‘Riqueza y pobreza’ por San Ambrosio de Milán
Última parte del sermón (aquí, la I, II y III partes):
‘El que abunda en todo se cree el más pobre, porque estima que le falta todo lo que es poseído por otros. De todo el mundo carece aquél a quien para saciar su codicia no le basta el mundo entero; pero el fiel posee todas las riquezas de la tierra. Quien considerando su conciencia teme ser capturado, huye de todos los hombres. Por eso, según la historia, Ajab dijo a Elías, pero, según el sentido oculto, el rico al pobre: “Me hallaste, enemigo mío.” ¡Qué conciencia más mísera que se duele de ser descubierta!
Y le dijo Elías: “Te hallé porque hiciste mal ante los ojos del Señor.” Se trataba de un rey, Ajab, rey de Samaria, y de Elías, pobre, que carecía de pan y hubiese muerto de hambre, a no haber sido sustentado por los cuervos. Mas tan abyecta era la conciencia del rey pecador, que ni siquiera el fasto del poder real le podía dar dignidad. Por eso como persona vil e indigna dijo: “Me encontraste, enemigo mío.” Descubriste en mí las cosas que creía ocultas, nada se te esconde de mi espíritu: me hallaste, te son patentes mis pecados, soy cautivo tuyo. El pecador es descubierto cuando su iniquidad es proclamada; pero el justo dice: “Me probaste con el fuego y no hallaste en mí iniquidad” (Sal XVI, 3). Adán fue descubierto cuando se escondía; pero nadie ha encontrado la sepultura de Moisés.
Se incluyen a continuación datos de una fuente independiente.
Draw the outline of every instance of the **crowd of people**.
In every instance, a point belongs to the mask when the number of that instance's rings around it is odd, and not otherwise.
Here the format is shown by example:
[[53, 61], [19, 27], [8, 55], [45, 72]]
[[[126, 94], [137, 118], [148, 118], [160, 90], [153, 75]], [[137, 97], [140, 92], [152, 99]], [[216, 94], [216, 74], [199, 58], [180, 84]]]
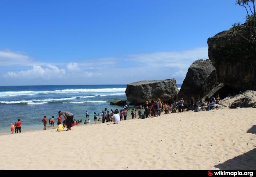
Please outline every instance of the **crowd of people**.
[[[180, 100], [176, 102], [173, 99], [171, 100], [169, 102], [162, 102], [159, 98], [155, 100], [151, 100], [151, 101], [147, 100], [143, 106], [142, 105], [136, 105], [133, 108], [131, 112], [132, 119], [136, 119], [138, 116], [139, 119], [147, 118], [148, 117], [153, 117], [160, 116], [162, 112], [165, 112], [164, 114], [173, 113], [176, 113], [178, 110], [179, 113], [183, 111], [192, 110], [195, 112], [201, 110], [203, 106], [207, 107], [206, 110], [209, 111], [215, 107], [215, 104], [219, 104], [219, 102], [221, 100], [219, 94], [218, 94], [215, 98], [206, 98], [205, 101], [208, 102], [206, 104], [204, 102], [197, 99], [196, 101], [193, 97], [192, 97], [191, 99], [187, 101], [185, 104], [183, 98]], [[102, 121], [102, 123], [109, 122], [113, 122], [113, 124], [119, 123], [121, 121], [125, 121], [127, 119], [128, 111], [131, 109], [131, 105], [127, 104], [120, 110], [116, 109], [114, 110], [111, 109], [110, 111], [108, 110], [106, 108], [102, 111], [101, 113], [101, 119], [97, 117], [100, 116], [99, 113], [98, 115], [94, 112], [93, 114], [94, 124], [97, 122]], [[142, 110], [144, 110], [143, 112]], [[137, 111], [137, 110], [138, 111]], [[74, 115], [73, 114], [68, 111], [60, 111], [58, 112], [59, 117], [57, 119], [57, 131], [61, 131], [63, 130], [64, 127], [67, 128], [67, 130], [71, 130], [71, 127], [77, 125], [80, 123], [83, 123], [82, 119], [76, 120], [73, 120]], [[65, 119], [62, 121], [63, 116]], [[90, 123], [91, 122], [89, 119], [89, 113], [86, 111], [85, 113], [86, 120], [83, 123], [84, 124]], [[88, 118], [87, 120], [86, 120]], [[55, 122], [54, 117], [52, 116], [51, 118], [49, 119], [48, 122], [50, 127], [54, 126]], [[47, 119], [46, 116], [45, 116], [42, 120], [43, 123], [44, 130], [46, 129], [47, 125]], [[18, 121], [15, 122], [14, 125], [12, 123], [11, 124], [11, 130], [12, 134], [15, 133], [18, 133], [19, 131], [21, 132], [22, 122], [20, 119], [18, 119]]]

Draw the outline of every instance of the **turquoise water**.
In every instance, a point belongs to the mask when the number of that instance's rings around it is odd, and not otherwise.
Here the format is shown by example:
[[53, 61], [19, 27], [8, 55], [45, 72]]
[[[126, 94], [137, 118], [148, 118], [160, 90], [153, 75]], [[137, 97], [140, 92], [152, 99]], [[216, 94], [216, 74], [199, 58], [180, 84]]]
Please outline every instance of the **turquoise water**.
[[0, 132], [10, 132], [10, 124], [19, 118], [23, 131], [42, 129], [44, 116], [56, 119], [60, 110], [69, 111], [83, 122], [87, 111], [92, 123], [94, 112], [121, 108], [110, 103], [126, 100], [126, 85], [0, 86]]

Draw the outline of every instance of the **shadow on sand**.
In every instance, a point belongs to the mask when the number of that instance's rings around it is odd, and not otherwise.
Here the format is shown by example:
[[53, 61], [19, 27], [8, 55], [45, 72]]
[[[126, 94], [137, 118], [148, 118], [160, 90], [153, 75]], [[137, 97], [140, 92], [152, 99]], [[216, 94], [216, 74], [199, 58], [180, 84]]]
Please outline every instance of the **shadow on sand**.
[[256, 148], [243, 154], [215, 165], [220, 170], [255, 170], [256, 169]]
[[249, 129], [248, 131], [247, 131], [247, 133], [253, 133], [254, 134], [256, 134], [256, 125], [253, 125], [252, 127], [252, 128]]

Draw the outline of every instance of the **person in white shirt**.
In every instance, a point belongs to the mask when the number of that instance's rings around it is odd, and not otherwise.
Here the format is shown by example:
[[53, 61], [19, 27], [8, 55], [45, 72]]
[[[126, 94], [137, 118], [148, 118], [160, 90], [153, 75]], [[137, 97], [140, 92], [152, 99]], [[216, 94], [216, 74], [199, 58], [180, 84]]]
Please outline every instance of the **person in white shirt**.
[[120, 123], [120, 115], [116, 110], [115, 110], [114, 115], [111, 117], [110, 118], [114, 124], [117, 124]]

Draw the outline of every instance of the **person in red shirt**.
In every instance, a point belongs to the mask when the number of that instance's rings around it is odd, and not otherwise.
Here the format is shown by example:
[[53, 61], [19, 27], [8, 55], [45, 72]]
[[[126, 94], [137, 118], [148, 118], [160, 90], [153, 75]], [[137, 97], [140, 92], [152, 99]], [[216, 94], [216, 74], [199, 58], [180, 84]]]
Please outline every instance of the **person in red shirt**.
[[61, 121], [62, 121], [62, 118], [60, 116], [60, 115], [59, 115], [59, 117], [57, 118], [58, 119], [58, 122], [60, 122], [61, 123]]
[[17, 133], [18, 133], [19, 130], [19, 133], [21, 132], [21, 122], [20, 119], [19, 119], [18, 121], [17, 122], [17, 127], [16, 127], [16, 130], [17, 130]]
[[46, 130], [46, 126], [47, 125], [47, 120], [46, 119], [46, 115], [45, 115], [44, 118], [42, 120], [42, 122], [44, 123], [44, 125], [45, 127], [44, 128], [44, 130]]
Fue hallado Ajab, pero no Elías. Y la sabiduría de Dios dice: “Me buscarán los malos y no me encontrarán” (Pr I, 28). Por eso, según el Evangelio, también buscaban a Jesús y no le encontraban (Jn VII, 21). Es la culpa, pues, la que descubre a su autor. Por lo cual Elías dijo a Ajab: “Hallé que hiciste mal en la presencia de Dios,” porque el Señor entrega a los reos de culpa, pero a los inocentes no les abandona al poder de sus enemigos. En fin, Saúl buscaba a David y no podía encontrarle; pero David, que no le buscaba, encontró al rey Saúl, porque se lo entregó Dios a su arbitrio. La riqueza, pues, nos hace esclavos; la pobreza, libres.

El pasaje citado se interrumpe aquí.